The proliferation was obviously enhanced from 1 to 5 days following irradiation (Figure 2). In addition, the promotive effect was similar between the 2 irradiated groups. Meanwhile, PBM inhibited apoptosis of MC3T3-E1 cells, which might contribute to the enhanced cell viability (Figure 3). Increased proliferation and decreased apoptosis might facilitate osteogenic differentiation [52,53]. ALP, an indicative enzyme of osteoblast, was measured. The intensity of ALP staining was also significantly enhanced after irradiation relative to non-irradiated controls (Figure 4A). An ALP activity assay was further used to confirm these results, as these tests are more precise than ALP staining. Compared with non-irradiated groups, ALP activity was obviously enhanced in irradiated groups at all time points tested (Figure 4B), which gave more support to ALP staining. Calcium deposition, the indicative marker in the late stage of osteoblast differentiation, was evaluated by Alizarin Red S staining. We observed more red nodules in the irradiated groups compared to osteogenic groups (Figure 5A). Because the nodules were 3-dimensional with significant variations in size, we decided to elute the calcium deposits and measure the absorbance of the eluates to quantify the level of mineralization. The higher absorbance in the irradiated groups confirmed that irradiation could significantly promote calcium deposition (Figure 5B). The enhanced mineralization levels were further supported by increases in OCN and OPG gene expression in the irradiated groups, relative to controls (Figure 6). Interestingly, the OCN expression was significantly higher in 810 nm irradiation group than 630 nm group, which might show the superiority of 810 nm light in promoting osteoblast differentiation. These results showed that LED PBM had promotive effects on MC3T3-E1 cells. The similar promotive effects between the 630 nm- and 810 nm-irradiated groups might attribute to the similar amount of photons absorption by CCO. Considering the deeper penetration depth [54,55], 810 nm light was more appropriate in studying PBM on osteoporosis in vivo.

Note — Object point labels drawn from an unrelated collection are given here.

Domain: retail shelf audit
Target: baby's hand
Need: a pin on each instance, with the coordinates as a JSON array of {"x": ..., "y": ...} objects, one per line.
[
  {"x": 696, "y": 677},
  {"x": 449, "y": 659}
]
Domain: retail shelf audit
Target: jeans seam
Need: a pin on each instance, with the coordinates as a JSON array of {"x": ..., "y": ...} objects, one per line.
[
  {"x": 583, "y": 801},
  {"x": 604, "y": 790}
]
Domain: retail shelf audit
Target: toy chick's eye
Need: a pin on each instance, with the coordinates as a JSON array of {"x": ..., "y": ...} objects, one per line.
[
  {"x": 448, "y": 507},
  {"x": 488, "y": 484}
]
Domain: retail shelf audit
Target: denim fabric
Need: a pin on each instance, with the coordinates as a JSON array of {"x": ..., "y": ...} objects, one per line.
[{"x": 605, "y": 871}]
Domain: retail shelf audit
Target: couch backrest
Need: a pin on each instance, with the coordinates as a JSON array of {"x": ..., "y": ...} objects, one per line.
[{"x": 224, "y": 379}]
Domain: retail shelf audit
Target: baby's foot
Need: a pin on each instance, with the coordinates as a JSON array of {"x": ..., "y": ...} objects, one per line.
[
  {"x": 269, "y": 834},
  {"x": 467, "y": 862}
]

In our study, we presented one dose effect of PBM on MC3T3-E1 cells. However, biphasic dose response was very common in the study of PBM [8,16,56,57]. The definition of dose was still controversial [5,58]. Power density, energy density, and total energy should be paid equal attention in the study of PBM.

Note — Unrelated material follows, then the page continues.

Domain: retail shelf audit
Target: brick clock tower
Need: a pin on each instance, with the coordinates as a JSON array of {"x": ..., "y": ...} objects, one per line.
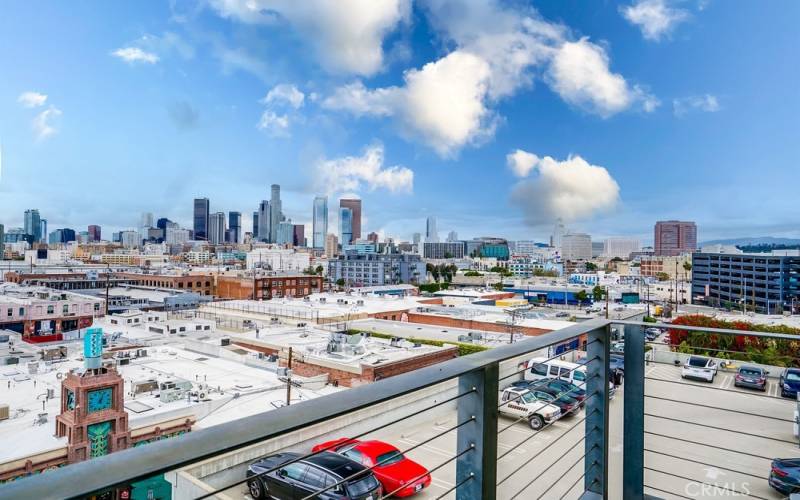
[{"x": 93, "y": 416}]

The data presented here suggest that LED PBM might be a promising option for the management of osteoporosis. As light penetration depth is strongly influenced by the wavelength used [54,55], and is closely associated with therapeutic effects, further studies will be needed to identify the optimal wavelength and dose for therapeutic use.

Conclusions

In our study, we designed new LED devices to test the effects of PBM on MC3T3-E1 cells. Our results showed that LED PBM could promote the proliferation, ALP staining intensity and activity, level of mineralization, gene expression of OCN and OPG of MC3T3-E1 cells, with no significant difference between the 630 nm- and 810 nm-irradiated groups. LED PBM may therefore represent a promising strategy to modulate bone metabolism.